HESI RN
HESI RN Exit Exam 2024 Quizlet Capstone
1. A client with diabetes mellitus is scheduled for surgery, and their blood glucose level is 280 mg/dL. What is the nurse's priority action?
- A. Administer insulin as prescribed.
- B. Delay surgery until the blood glucose is below 180 mg/dL.
- C. Check the client’s hemoglobin A1C level.
- D. Administer IV fluids to flush excess glucose.
Correct answer: A
Rationale: The correct answer is A: Administer insulin as prescribed. In clients with diabetes, high blood glucose levels can increase the risk of infection and impair healing after surgery. Administering insulin as prescribed helps reduce blood glucose to a safer level before surgery, preventing complications. Choice B is incorrect because delaying surgery without addressing the high blood glucose level does not address the immediate issue. Choice C is incorrect as checking the client's hemoglobin A1C level is not the priority when dealing with acute high blood glucose levels before surgery. Choice D is incorrect as administering IV fluids may help with hydration but does not directly address the high blood glucose level that needs immediate attention.
2. A client with myasthenia gravis (MG) is receiving immunosuppressive therapy. Recent lab tests show decreased serum magnesium. What nursing action is most important?
- A. Observe rhythm on telemetry monitor.

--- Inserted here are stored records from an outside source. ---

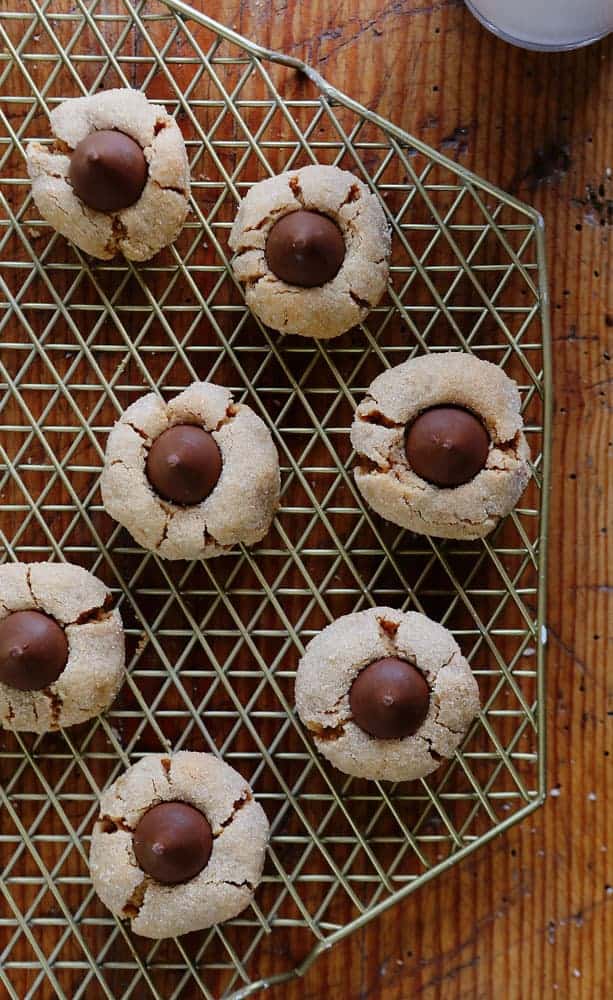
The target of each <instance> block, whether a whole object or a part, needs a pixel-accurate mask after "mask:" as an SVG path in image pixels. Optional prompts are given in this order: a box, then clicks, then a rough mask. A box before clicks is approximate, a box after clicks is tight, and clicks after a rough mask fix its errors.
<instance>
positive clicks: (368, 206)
mask: <svg viewBox="0 0 613 1000" xmlns="http://www.w3.org/2000/svg"><path fill="white" fill-rule="evenodd" d="M390 245H391V242H390V232H389V228H388V225H387V222H386V220H385V215H384V212H383V209H382V207H381V203H380V202H379V199H378V198H377V196H376V195H374V194H373V193H372V192H371V191H370V190H369V189H368V188H367V187H366V185H365V184H363V183H362V181H360V180H358V179H357V178H356V177H354V175H353V174H350V173H348V172H347V171H346V170H339V169H338V167H327V166H321V165H316V166H311V167H303V168H302V169H301V170H292V171H288V172H287V173H285V174H279V175H278V176H276V177H270V178H269V179H268V180H265V181H260V182H259V183H258V184H254V186H253V187H252V188H251V189H250V191H249V193H248V194H247V196H246V197H245V199H244V200H243V201H242V202H241V205H240V208H239V210H238V215H237V216H236V220H235V222H234V226H233V228H232V232H231V235H230V246H231V248H232V249H233V250H234V251H235V252H236V257H235V259H234V261H233V268H234V273H235V274H236V276H237V278H238V279H239V281H241V282H242V283H243V284H244V286H245V297H246V300H247V305H248V306H249V308H250V309H251V310H252V311H253V312H254V313H255V314H256V316H258V317H259V318H260V319H261V320H262V322H263V323H266V324H267V325H268V326H271V327H272V328H273V329H274V330H280V331H281V332H282V333H298V334H301V335H302V336H304V337H316V338H318V339H320V340H326V339H329V338H330V337H338V336H339V334H341V333H344V332H345V331H346V330H349V329H350V327H352V326H355V325H356V323H360V322H361V321H362V320H363V319H364V318H365V317H366V316H367V315H368V313H369V312H370V310H371V309H372V308H373V306H375V305H377V303H378V302H379V300H380V299H381V296H382V295H383V292H384V291H385V286H386V284H387V276H388V259H389V254H390Z"/></svg>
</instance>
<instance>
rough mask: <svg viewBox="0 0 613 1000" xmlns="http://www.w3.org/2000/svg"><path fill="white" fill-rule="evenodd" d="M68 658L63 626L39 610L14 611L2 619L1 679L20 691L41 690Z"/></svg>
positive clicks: (8, 685)
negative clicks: (59, 624)
mask: <svg viewBox="0 0 613 1000" xmlns="http://www.w3.org/2000/svg"><path fill="white" fill-rule="evenodd" d="M67 660H68V641H67V639H66V634H65V632H64V629H63V628H61V627H60V626H59V625H58V624H57V622H56V621H54V619H53V618H49V616H48V615H43V614H41V612H40V611H14V612H13V613H12V614H10V615H7V617H6V618H3V619H2V621H0V681H2V683H3V684H6V685H8V687H12V688H15V689H16V690H17V691H41V690H42V689H43V688H46V687H49V685H50V684H53V682H54V681H56V680H57V679H58V677H59V676H60V674H61V673H62V670H63V669H64V667H65V666H66V661H67Z"/></svg>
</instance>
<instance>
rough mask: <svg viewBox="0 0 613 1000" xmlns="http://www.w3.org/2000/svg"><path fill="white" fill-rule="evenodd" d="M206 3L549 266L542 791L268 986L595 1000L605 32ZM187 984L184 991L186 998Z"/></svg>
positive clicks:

- B. Check for visual difficulties.
- C. Assess for hip and hand joint pain.
- D. Note the most recent hemoglobin level.
Correct answer: A
Rationale: Magnesium plays a crucial role in maintaining normal cardiac rhythms, particularly in patients with cardiac conditions. Abnormal levels can lead to arrhythmias, which is why continuous monitoring of the heart's electrical activity is important. Magnesium's effect on neuromuscular and cardiac function makes it essential to monitor its levels, and any discrepancies can impact treatment decisions. Checking for visual difficulties (choice B) may be important in MG but is not the priority in the context of decreased serum magnesium. Assessing for hip and hand joint pain (choice C) is not directly related to the issue of decreased serum magnesium. Noting the most recent hemoglobin level (choice D) is not the priority in this situation compared to monitoring the cardiac rhythm due to low magnesium levels.
3. A client with hypertension is prescribed lisinopril. What side effect should the nurse teach the client to monitor for?
- A. Monitor for a persistent cough.
- B. Monitor for bradycardia and dizziness.
- C. Report any signs of swelling or difficulty breathing.
- D. Monitor for headache and blurred vision.
Correct answer: A
Rationale: The correct answer is A: 'Monitor for a persistent cough.' Lisinopril, an ACE inhibitor, is associated with a common side effect of a persistent dry cough. This cough can be bothersome to the client and should be reported to their healthcare provider. Choices B, C, and D are incorrect because bradycardia, dizziness, swelling, difficulty breathing, headache, and blurred vision are not typically associated with lisinopril use.
4. To auscultate for a carotid bruit, where should the nurse place the stethoscope?
- A. Base of the neck on the right side
- B. Above the clavicle
- C. Over the sternum
- D. Over the trachea
Correct answer: A
Rationale: To auscultate for a carotid bruit, the nurse should place the stethoscope at the base of the neck, near the carotid artery. A carotid bruit is an abnormal sound that indicates turbulent blood flow in the carotid artery, potentially due to arterial narrowing or atherosclerosis. Placing the stethoscope above the clavicle, over the sternum, or over the trachea would not provide the nurse with the optimal location to assess for carotid artery abnormalities.
5. The nurse is assessing a client with chronic obstructive pulmonary disease (COPD) who has been experiencing increasing shortness of breath. Which finding requires immediate intervention?
- A. A respiratory rate of 26 breaths per minute
- B. Use of accessory muscles for breathing
- C. Barrel chest appearance
- D. A pulse oximetry reading of 88%
Correct answer: D
Rationale: A pulse oximetry reading of 88% indicates hypoxemia, which requires immediate intervention to improve oxygenation. Hypoxemia can lead to serious complications if not addressed promptly. While a respiratory rate of 26 breaths per minute and the use of accessory muscles for breathing are concerning in COPD, they do not indicate an immediate life-threatening situation. Similarly, a barrel chest appearance is a common finding in COPD and does not require urgent intervention compared to the critical need to address hypoxemia.